Länger leben, gesund bleiben
In unserer neuen Serie beschäftigen wir uns damit, wie Menschen die Grundlagen für gesundes Altern legen können. Zum Auftakt führt Dr. Anne-Kathrin Collisi in den Stand der modernen Alternsforschung ein
Fit bis 100
Dr. Anne-Kathrin Collisi
Leitung des Berliner Standorts von ias PREVENT, Fachärztin für Innere Medizin und Expertin für gendergerechte Medizin.
Frau Dr. Collisi, die Menschen werden immer älter, die Zahl der über 100 Jahre alten Männer und Frauen steigt. Wird dieser Trend anhalten?
Es stimmt, in den vergangenen 150 Jahren hat sich unser Lebensalter nahezu verdoppelt. Dieser Trend dürfte sich fortsetzen, sodass die Millennials, die bis zur Jahrtausendwende Geborenen, zum Großteil 100 Jahre alt werden. Entscheidend ist aber nicht, dass sich die Zahl der Lebensjahre erhöht – viel wichtiger ist eine Ausdehnung der sogenannten healthy span, der gesunden Lebenszeit. Bislang gehören zum Alter auch viele Jahre der Krankheit. Diese Phase sollten wir versuchen zu minimieren.
Wie kann das gelingen?
Zunächst einmal: Alter selbst ist keine Krankheit, wohl aber ein entscheidender Risikofaktor bei der Entstehung vieler Krankheiten. Darum ist es wichtig zu verstehen, warum wir altern und was wir selbst dagegen tun können. Dann gilt es, die Gesundheitskompetenz des einzelnen Menschen, aber im Arbeitskontext auch der Unternehmen, zu erhöhen. Schließlich gilt es zu klären, wo und wann wir am besten ansetzen. Wobei das „Wann?“ leichter zu beantworten ist.
Wann ist denn der optimale Zeitpunkt?
So früh wie möglich. Im Idealfall beginnt es schon vor der Geburt, hier werden durch epigenetische Einflüsse beider Elternteile entscheidende Weichen gestellt. Auch im Kindes- und Jugendalter lassen sich bereits wichtige Grundlagen legen. Und im Erwachsenenalter gilt es, spezifisch zur jeweiligen Lebensphase zu handeln.
Und wo können wir ansetzen, wie weit ist da die Forschung?
Die Alternsforschung ist in den vergangenen Jahren entscheidende Schritte weitergekommen. So wissen wir etwa mittlerweile, dass Altern auf der Zellebene, der molekularbiologischen Ebene sowie der genetischen Ebene und deren Kommunikation abläuft. Und es ist deutlich geworden, dass die genetischen Einflüsse nur rund 30 Prozent ausmachen – die epigenetischen Einflüsse also viel wichtiger sind.
Welche sind das?
Dazu zählen zum Beispiel Ernährung, Bewegung und Stressregulation sowie Dauer und Qualität des Schlafes. Diese Faktoren können Gene wie Lichtschalter an- und ausschalten. Ein Beispiel: Ein Mensch mit einer genetischen Veranlagung zu einer Zuckerkrankheit könnte deren Ausbruch durch die genannten Faktoren hinauszögern oder gar ganz verhindern. Mit weiteren Erkenntnissen zum Alterungsprozess, etwa zu stillen Entzündungen oder der Energiekrise der Zellen, insbesondere der Mitochondrien, wird sich auch die Präventionsmedizin weiter wandeln.

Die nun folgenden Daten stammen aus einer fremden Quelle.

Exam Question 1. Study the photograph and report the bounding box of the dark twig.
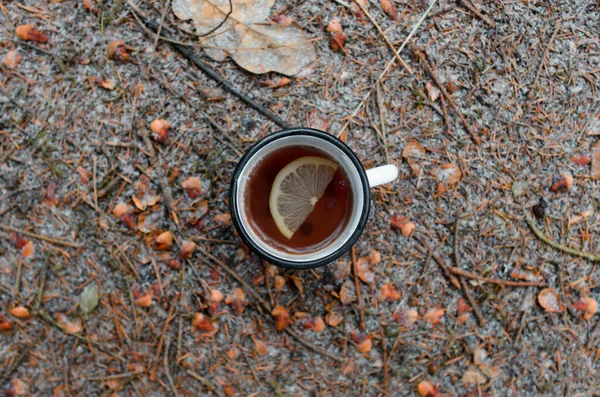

Welche Entwicklung zeichnet sich da ab?
Die Präventionsmedizin wird schon jetzt immer mehr zu einer Präzisionsmedizin. Künftig wird es noch stärker darauf ankommen, gendersensibel und lebensspezifisch zu beraten. Das hilft Unternehmen, die ihre Beschäftigten dabei unterstützen, lange fit und gesund zu leben und zu arbeiten.
Was sind "Blaue Zonen"?
In einigen Regionen der Welt leben Menschen durchschnittlich länger und gesünder. Fünf dieser „Blue Zones“ (Begriff geht auf Dan Buettner zurück) oder „Blauen Zonen“ gibt es. Beim Vergleich der Lebensumstände gibt es eine große Schnittmenge zwischen ihnen:
- Familie – wichtiger als andere Anliegen
- Menschen aller Altersgruppen sind sozial aktiv und in ihre Gemeinschaften integriert
- mäßig, aber ständig körperlich aktiv
- verzehrte Nahrung ist überwiegend pflanzlich, Hülsenfrüchte haben einen großen Anteil
- Verzicht auf Nikotin
Der Lebensstil in diesen Regionen könnte als Blaupause für andere Menschen weltweit dienen. Fachleute schauen dabei vor allem auf Faktoren wie Bewegung, Ernährung und Umgang mit Stress sowie Regeneration.